Dito menggendong Mita, sampai ke tempat yang tadi ditunjuk. Mita nggak bisa menyangkal, dia memang malu, tapi satu perasaan lain yang muncul. Rasa nyaman. Rasa aman. Itulah yang Mita rasakan saat berada di gendongan Dito tadi.
Tiba-tiba saja Mita merasa, terlalu merepotkan. Dito sudah terlalu banyak membantunya. Dan sudah terlalu banyak pandangan mencemooh yang dilemparkan orang-orang pada Dito. Semua karena dirinya.
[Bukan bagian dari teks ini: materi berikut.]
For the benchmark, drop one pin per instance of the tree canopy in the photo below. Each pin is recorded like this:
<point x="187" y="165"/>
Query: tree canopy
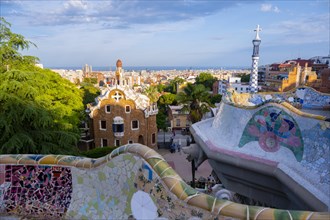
<point x="196" y="100"/>
<point x="152" y="93"/>
<point x="40" y="111"/>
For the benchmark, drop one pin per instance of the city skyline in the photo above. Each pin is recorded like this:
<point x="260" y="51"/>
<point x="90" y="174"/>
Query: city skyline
<point x="169" y="33"/>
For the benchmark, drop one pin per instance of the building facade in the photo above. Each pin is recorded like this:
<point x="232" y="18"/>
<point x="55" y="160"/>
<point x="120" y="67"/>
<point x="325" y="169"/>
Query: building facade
<point x="179" y="119"/>
<point x="122" y="116"/>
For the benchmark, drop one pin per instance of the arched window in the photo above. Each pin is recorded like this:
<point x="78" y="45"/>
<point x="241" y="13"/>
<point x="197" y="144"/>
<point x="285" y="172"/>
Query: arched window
<point x="118" y="126"/>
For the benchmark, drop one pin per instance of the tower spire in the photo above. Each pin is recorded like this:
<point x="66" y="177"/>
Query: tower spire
<point x="257" y="30"/>
<point x="255" y="59"/>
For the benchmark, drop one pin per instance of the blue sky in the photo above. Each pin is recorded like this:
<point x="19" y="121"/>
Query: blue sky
<point x="169" y="32"/>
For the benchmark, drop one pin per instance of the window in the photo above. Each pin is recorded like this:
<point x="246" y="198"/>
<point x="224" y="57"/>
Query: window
<point x="153" y="138"/>
<point x="118" y="127"/>
<point x="103" y="125"/>
<point x="107" y="108"/>
<point x="178" y="122"/>
<point x="127" y="109"/>
<point x="135" y="125"/>
<point x="104" y="142"/>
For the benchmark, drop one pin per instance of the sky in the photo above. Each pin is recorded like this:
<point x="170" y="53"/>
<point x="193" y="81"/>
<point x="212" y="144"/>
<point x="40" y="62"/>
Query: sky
<point x="210" y="33"/>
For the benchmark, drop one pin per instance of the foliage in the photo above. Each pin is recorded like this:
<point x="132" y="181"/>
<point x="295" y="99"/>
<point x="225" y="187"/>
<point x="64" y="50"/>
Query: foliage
<point x="161" y="87"/>
<point x="174" y="84"/>
<point x="40" y="111"/>
<point x="206" y="79"/>
<point x="92" y="81"/>
<point x="89" y="93"/>
<point x="167" y="99"/>
<point x="216" y="98"/>
<point x="10" y="43"/>
<point x="98" y="152"/>
<point x="152" y="93"/>
<point x="196" y="100"/>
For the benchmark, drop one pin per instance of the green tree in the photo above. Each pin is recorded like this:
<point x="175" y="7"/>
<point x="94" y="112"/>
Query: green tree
<point x="91" y="80"/>
<point x="89" y="93"/>
<point x="216" y="98"/>
<point x="174" y="84"/>
<point x="40" y="111"/>
<point x="10" y="44"/>
<point x="167" y="99"/>
<point x="206" y="79"/>
<point x="196" y="100"/>
<point x="152" y="93"/>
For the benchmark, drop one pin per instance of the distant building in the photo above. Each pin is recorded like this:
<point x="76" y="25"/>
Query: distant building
<point x="232" y="83"/>
<point x="179" y="119"/>
<point x="290" y="74"/>
<point x="121" y="115"/>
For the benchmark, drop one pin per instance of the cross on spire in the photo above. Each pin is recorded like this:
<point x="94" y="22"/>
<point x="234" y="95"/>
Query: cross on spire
<point x="117" y="96"/>
<point x="257" y="30"/>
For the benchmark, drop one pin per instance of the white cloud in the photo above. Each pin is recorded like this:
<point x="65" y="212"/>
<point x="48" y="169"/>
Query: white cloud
<point x="266" y="7"/>
<point x="269" y="8"/>
<point x="76" y="4"/>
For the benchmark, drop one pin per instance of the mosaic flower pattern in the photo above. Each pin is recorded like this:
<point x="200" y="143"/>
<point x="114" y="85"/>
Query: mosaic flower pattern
<point x="272" y="127"/>
<point x="36" y="191"/>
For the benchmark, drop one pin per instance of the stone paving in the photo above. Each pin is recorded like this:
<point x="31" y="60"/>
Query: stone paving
<point x="178" y="160"/>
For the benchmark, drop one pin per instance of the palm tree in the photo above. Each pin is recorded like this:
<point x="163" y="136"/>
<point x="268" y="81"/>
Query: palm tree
<point x="196" y="100"/>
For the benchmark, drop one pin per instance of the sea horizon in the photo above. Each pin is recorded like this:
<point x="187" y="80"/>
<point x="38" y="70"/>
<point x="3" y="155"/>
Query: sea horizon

Namun tepat di saat itu, sebuah tangan melingkar di bahu Mita. “Nggak papa. Nggak ada yang ngerepotin. Selama kamu seneng, itu bikin aku seneng banget. Dan selama aku masih bisa membantu kamu, aku akan selalu melakukannya.” Sekali lagi, Dito membaca pikiran Mita.
Sekarang, sambil menatap matahari yang semakin menghilang, Mita tidak bisa berhenti menatap orang yang sangat disayanginya dan tidak bisa berhenti mengatakan kalimat ini, I’m lucky to have you in my life.